Al final, se resume que para gustos, colores.
Hace un tiempo sólo buscaba los black label, como la mayoría de retrocompas de aquí. De hecho, no me planteaba comprar nada platinum. Con el paso del tiempo, viendo los precios que alcanzan algunos juegos (véase un Crash Bandicoot BL), terminas por pensar en buscar su versión más económica, aunque no llegues a comprarlo y se quede en una idea.
A mí, personalmente, lo que me molesta es la idea de barato, pero con lo que eso conlleva de forma implícita: una jerarquía. Claro que habrá colecciones que le darán veinte patadas a otra, por cantidad, calidad, y ediciones; pero, ¿Eso convierte a otra colección que mezcla ediciones y países en algo de “segunda” o “tercera”? Me duele que se tenga esta idea en mente de forma general, porque eso implica que, entre nosotros, que compartimos afición, hacemos categorías.

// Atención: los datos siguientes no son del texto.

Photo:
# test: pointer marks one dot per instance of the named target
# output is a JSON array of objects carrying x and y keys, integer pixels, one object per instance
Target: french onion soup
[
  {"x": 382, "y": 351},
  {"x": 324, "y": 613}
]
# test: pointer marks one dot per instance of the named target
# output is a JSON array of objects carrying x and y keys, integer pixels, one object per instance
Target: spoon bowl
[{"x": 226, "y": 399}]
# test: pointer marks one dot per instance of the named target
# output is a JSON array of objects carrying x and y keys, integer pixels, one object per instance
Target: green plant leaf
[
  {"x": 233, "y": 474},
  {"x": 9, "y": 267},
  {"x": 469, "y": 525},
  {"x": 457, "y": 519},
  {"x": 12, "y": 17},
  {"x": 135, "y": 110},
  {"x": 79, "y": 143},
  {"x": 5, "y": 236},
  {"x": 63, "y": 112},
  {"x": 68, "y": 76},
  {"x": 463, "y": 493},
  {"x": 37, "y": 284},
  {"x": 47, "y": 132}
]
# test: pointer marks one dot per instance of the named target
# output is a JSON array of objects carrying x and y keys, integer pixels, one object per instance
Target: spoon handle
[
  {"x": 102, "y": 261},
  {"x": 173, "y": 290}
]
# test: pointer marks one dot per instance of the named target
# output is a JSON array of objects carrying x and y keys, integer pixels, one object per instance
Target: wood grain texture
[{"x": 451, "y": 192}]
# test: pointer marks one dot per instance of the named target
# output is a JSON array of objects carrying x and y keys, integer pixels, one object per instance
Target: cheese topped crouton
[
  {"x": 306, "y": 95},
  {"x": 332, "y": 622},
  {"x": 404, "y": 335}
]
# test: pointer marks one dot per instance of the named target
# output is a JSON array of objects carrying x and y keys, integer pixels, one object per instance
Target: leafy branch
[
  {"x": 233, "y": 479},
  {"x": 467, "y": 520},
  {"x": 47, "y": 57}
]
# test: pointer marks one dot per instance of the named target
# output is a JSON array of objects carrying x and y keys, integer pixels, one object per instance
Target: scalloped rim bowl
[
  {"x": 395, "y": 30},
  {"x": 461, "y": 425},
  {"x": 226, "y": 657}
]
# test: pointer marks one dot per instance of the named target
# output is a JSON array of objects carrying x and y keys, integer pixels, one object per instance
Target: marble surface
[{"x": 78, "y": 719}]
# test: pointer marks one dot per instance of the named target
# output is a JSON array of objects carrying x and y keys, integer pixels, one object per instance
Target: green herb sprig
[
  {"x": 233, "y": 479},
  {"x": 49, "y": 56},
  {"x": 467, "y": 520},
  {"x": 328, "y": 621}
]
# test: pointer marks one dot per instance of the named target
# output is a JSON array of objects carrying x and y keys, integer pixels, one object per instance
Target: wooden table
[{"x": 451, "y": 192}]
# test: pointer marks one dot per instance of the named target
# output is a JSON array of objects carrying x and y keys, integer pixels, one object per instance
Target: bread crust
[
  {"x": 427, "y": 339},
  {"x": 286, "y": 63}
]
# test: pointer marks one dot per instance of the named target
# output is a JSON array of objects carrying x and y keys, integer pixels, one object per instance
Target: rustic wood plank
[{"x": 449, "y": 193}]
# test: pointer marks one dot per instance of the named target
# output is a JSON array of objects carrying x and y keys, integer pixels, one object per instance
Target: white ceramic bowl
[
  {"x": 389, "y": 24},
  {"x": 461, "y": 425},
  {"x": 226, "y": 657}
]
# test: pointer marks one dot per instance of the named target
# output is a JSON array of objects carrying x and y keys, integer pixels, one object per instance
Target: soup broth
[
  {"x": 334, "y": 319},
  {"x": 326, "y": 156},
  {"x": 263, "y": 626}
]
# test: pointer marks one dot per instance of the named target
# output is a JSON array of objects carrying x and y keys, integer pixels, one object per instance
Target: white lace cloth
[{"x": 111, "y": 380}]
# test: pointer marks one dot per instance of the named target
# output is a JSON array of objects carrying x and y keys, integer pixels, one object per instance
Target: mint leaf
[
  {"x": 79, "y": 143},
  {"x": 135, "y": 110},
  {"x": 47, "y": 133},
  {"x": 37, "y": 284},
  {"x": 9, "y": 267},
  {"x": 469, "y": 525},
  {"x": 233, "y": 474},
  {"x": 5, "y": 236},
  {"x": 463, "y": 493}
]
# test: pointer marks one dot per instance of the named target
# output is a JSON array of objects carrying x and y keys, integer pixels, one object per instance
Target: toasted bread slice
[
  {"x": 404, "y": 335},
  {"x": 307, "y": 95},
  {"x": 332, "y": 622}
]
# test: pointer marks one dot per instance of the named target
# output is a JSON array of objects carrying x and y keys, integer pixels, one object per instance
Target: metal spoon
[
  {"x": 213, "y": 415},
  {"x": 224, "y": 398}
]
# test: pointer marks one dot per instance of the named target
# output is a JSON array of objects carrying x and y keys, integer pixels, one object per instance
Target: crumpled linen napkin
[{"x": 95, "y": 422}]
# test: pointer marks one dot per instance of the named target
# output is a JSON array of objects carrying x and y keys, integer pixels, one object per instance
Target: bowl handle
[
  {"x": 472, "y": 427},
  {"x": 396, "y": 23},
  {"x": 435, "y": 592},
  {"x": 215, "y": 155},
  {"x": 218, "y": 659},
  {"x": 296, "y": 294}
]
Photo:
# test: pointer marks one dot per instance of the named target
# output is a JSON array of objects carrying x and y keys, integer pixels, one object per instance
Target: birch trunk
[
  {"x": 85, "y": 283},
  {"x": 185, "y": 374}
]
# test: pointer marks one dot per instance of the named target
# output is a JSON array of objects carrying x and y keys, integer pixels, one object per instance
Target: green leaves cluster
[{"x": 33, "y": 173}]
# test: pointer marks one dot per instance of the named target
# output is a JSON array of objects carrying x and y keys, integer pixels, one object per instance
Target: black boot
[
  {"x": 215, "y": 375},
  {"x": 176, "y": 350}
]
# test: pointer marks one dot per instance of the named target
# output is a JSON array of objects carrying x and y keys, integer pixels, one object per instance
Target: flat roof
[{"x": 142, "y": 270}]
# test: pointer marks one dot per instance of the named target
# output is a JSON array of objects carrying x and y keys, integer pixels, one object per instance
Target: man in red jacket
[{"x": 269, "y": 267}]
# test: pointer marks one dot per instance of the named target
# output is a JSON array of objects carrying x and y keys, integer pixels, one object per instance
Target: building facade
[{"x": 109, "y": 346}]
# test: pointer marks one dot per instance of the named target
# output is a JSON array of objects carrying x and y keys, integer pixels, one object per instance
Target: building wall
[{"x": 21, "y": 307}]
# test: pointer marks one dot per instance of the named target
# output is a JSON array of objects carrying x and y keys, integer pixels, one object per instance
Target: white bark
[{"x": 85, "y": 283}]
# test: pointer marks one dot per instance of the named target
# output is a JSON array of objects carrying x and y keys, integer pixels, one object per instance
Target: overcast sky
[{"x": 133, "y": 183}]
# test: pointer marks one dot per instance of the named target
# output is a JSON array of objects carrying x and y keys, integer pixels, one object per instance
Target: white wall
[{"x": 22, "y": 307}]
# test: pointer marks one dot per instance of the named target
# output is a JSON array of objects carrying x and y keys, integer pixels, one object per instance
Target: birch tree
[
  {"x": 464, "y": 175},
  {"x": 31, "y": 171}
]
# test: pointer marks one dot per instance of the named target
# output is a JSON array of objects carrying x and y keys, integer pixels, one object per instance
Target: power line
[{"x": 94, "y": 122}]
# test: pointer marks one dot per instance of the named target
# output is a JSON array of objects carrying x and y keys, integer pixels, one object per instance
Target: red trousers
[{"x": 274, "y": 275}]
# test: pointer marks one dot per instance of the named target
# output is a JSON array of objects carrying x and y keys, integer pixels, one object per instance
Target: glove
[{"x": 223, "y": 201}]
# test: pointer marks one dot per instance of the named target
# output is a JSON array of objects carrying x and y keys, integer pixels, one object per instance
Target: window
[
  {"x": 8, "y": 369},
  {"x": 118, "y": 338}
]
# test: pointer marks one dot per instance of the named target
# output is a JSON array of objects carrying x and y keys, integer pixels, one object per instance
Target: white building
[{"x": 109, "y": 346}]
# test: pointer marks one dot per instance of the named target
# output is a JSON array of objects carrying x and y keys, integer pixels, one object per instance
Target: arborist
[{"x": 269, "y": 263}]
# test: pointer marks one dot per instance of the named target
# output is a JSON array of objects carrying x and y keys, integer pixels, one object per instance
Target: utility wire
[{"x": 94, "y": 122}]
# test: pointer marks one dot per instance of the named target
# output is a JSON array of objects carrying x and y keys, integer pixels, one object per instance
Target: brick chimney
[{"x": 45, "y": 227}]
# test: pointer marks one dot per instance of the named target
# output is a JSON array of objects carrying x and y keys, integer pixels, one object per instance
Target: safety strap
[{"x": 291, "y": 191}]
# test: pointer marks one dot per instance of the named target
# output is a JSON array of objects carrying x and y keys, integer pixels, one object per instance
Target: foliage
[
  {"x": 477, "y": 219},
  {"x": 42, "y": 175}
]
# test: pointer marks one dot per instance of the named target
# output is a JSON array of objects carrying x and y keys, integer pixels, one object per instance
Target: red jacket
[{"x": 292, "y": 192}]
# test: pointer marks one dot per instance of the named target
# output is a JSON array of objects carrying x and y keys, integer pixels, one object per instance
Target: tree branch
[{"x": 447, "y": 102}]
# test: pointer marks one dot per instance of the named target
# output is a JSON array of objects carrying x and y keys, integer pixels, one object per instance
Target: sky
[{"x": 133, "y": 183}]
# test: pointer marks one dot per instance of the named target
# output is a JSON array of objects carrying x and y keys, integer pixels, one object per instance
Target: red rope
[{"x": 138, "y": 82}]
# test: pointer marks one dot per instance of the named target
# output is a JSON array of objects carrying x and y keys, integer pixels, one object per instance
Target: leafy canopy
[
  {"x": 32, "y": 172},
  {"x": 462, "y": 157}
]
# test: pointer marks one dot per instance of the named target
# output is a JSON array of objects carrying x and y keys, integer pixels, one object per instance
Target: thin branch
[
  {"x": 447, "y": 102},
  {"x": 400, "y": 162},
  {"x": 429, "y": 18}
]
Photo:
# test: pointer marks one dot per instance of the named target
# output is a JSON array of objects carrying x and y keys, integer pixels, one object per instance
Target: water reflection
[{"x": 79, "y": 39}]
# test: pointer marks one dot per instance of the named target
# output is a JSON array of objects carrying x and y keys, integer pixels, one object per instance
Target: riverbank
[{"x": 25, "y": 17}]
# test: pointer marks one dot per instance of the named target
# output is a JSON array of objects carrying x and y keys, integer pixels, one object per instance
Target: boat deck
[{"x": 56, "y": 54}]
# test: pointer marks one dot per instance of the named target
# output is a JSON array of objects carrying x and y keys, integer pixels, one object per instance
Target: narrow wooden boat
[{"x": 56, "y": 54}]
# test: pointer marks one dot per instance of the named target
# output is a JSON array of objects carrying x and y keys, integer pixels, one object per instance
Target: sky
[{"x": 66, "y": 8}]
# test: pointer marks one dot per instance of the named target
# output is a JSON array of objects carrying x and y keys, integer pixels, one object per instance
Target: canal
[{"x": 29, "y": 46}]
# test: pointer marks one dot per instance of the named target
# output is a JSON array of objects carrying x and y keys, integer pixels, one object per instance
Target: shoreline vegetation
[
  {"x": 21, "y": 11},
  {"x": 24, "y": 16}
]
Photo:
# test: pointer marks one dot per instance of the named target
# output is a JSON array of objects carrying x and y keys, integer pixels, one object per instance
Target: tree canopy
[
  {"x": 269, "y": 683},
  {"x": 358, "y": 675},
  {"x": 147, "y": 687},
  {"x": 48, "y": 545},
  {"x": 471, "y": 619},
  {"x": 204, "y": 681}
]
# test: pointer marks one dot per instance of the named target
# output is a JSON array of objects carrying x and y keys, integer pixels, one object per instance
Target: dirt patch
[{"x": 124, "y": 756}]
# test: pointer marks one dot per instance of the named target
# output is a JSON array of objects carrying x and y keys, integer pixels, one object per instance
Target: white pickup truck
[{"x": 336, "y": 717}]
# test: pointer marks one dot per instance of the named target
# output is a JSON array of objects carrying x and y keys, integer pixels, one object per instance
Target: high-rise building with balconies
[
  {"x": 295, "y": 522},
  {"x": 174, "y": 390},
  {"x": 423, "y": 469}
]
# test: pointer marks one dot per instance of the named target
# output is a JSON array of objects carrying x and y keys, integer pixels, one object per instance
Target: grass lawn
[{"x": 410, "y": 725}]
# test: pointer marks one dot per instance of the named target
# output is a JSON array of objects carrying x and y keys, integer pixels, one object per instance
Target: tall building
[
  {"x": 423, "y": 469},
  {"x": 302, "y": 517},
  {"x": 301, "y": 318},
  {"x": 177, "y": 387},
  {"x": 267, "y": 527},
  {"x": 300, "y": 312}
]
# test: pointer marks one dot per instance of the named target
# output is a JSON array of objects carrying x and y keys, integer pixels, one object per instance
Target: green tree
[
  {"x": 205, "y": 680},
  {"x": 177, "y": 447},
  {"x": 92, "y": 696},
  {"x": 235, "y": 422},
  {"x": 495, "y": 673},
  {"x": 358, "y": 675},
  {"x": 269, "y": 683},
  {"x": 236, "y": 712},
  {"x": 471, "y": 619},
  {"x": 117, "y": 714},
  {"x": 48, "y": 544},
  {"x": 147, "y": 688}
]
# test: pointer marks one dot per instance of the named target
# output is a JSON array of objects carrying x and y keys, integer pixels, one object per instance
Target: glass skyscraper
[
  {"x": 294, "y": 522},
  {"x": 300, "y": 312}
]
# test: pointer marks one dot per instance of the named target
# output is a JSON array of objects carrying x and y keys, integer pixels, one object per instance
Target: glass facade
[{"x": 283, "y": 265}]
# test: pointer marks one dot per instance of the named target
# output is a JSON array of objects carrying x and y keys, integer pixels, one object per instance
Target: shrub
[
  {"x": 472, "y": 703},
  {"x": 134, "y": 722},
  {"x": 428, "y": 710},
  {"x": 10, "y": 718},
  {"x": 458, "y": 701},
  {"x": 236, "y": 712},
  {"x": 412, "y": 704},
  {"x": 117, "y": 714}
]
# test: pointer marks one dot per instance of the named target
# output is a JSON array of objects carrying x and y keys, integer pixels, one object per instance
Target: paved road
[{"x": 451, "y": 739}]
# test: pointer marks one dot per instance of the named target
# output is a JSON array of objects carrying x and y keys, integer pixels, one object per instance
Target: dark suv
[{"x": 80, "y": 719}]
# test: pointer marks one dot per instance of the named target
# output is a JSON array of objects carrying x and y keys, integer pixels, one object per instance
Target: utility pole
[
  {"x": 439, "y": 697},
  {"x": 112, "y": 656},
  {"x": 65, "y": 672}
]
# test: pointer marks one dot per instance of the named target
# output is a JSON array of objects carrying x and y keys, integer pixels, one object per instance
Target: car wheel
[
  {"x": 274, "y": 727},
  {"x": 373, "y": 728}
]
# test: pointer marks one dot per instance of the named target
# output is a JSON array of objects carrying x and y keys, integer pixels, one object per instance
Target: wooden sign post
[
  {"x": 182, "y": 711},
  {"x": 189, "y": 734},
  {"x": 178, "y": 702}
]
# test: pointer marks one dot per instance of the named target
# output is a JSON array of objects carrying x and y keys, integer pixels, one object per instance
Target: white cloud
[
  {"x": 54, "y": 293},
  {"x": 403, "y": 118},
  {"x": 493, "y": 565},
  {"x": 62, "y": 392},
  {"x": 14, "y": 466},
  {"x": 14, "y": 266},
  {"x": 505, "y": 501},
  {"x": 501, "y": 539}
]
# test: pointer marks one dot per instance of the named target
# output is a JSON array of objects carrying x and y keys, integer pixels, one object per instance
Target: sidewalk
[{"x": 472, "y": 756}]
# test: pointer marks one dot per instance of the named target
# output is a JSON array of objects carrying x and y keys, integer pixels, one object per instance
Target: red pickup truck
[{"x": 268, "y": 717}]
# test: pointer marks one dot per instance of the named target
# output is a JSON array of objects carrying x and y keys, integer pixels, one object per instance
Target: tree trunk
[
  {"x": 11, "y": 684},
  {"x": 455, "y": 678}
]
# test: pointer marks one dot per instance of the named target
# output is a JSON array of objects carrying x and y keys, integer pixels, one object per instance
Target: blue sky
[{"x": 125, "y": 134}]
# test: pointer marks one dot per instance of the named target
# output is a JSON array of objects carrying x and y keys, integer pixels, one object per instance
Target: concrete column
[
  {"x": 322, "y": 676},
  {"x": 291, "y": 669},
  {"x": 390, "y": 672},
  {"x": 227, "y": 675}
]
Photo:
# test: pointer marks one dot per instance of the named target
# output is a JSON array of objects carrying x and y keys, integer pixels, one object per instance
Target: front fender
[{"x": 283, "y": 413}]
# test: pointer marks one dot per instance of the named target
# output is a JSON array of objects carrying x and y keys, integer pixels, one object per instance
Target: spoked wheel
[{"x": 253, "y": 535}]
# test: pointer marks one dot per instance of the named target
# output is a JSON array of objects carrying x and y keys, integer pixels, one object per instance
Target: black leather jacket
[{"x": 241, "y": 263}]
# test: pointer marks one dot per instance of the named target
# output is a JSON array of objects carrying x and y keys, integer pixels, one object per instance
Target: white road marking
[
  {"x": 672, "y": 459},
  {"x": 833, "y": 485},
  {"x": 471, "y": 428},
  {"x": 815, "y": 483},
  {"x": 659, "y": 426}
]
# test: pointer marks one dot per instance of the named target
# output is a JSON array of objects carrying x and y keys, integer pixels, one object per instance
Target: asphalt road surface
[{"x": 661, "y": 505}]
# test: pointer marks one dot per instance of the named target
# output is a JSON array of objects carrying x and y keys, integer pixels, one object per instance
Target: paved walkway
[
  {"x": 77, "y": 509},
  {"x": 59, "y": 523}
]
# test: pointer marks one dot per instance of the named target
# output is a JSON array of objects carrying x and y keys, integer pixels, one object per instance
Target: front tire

Y, la verdad, eso sí me parece feo, no mezclar platinum con black label.
Y lo dice alguien que mezcla eso, con PAL UK y PAL ESP, de algún otro país europeo, americano y japonés (en diversos sistemas).
Que parte del problema lo tengo yo, por querer inculcar esta idea de anticlasismo por activa y por pasiva, y sentirme de “segunda” porque se considera algo como la “gama barata”. Pero, por otra parte, se perpetúa esta sensación con la idea generalizada de las categorías.
Y con esto NO señalo a nadie en particular, y cada cual es libre de pensar y hacer lo que quiera. Por mi parte, seguiré disfrutando de mi colección mestiza, aunque días como ayer (y ahora) dude y me entren ganas de reconvertirlo todo en Pal España. Se perderá la serigrafía, sí, y con eso parte del encanto… Pero las gamas económicas también se pueden disfrutar.